E50: De Regenten van het Wees- en Armenhuis te Zaandam sluiten 15 juli 1826 een contract voor de plaatsing van Maartje Chaffo, maar het gaat niet door 'als hebbende de opzending geen plaats gehad'.

E51: Mejuffrouw C.van Wije te Amsterdam sluit 30 augustus 1826 een contract voor de plaatsing van Everdina Moole, 18 jaar, die 2 oktober 1826 aankomt en wordt ondergebracht bij de huisverzorger Abraham Smit te Frederiksoord, vanwaar zij mei 1828 met ontslag vertrekt.

E52: De 'Burgemeester en Wethouderen' van Haarlem sluiten op onbekende datum een contract voor de plaatsing van Catharina Elizabeth Leeuwerik, maar het gaat niet door 'als hebbende de opzending geen plaats gehad'.

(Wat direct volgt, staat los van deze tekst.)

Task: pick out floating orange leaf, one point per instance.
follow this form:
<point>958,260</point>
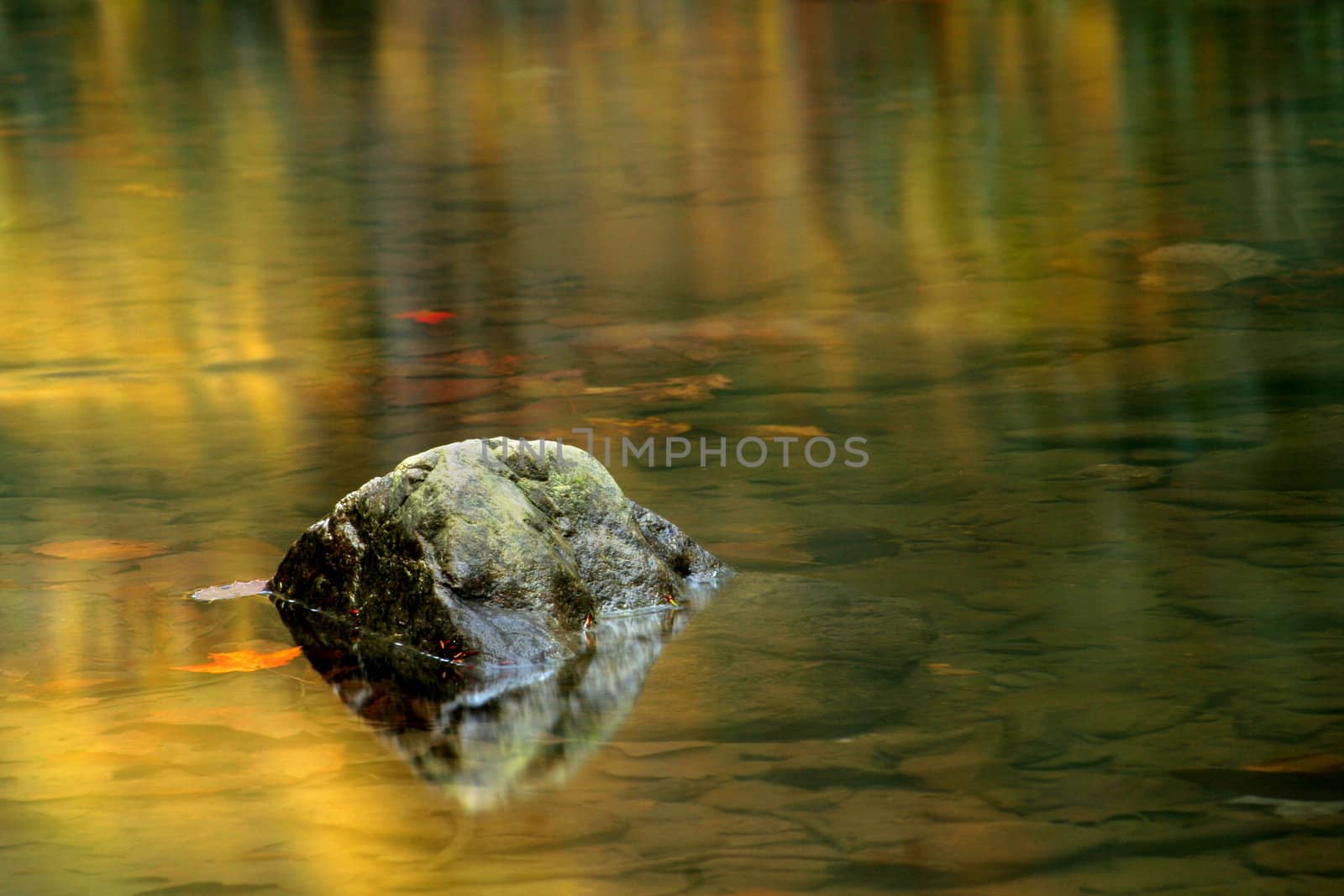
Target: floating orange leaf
<point>785,432</point>
<point>423,316</point>
<point>100,550</point>
<point>682,389</point>
<point>244,661</point>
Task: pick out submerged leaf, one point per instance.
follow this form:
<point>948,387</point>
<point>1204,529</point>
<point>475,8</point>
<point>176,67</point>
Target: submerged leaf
<point>244,661</point>
<point>100,550</point>
<point>233,590</point>
<point>651,425</point>
<point>423,316</point>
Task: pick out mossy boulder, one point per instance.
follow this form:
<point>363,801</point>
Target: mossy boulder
<point>495,548</point>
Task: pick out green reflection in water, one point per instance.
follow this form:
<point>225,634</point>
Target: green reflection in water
<point>921,223</point>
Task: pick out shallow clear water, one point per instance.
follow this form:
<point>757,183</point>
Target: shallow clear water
<point>1120,500</point>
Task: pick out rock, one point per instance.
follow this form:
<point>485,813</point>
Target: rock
<point>1194,268</point>
<point>1126,476</point>
<point>488,734</point>
<point>1299,856</point>
<point>491,548</point>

E53: P. Roelofswaard te 's Gravenhage sluit 7 november 1826 een contract voor de plaatsing van Johannes Everd Roeloofswaard, maar het gaat niet door wegens 'het in militaire dienst treden van den bestedeling'.

E54: De Armenvoogden te Jisp sluiten op 25 april 1827 een contract voor de plaatsing van Neeltje Rensen, 20 jaar, die op 15 mei 1827 aankomt. Zij is volgens de directie 'zwak begaafd' en 'zo vuil dat het naar het dierlijke gaat'. In 1829 krijgt ze het nummer B976. Ze wordt ondergebracht bij een heleboel gezinnen te Frederiksoord en Willemsoord, tot ze wordt overgeplaatst naar het tweede gesticht te Veenhuizen, waar zij 28 december 1850 overlijdt.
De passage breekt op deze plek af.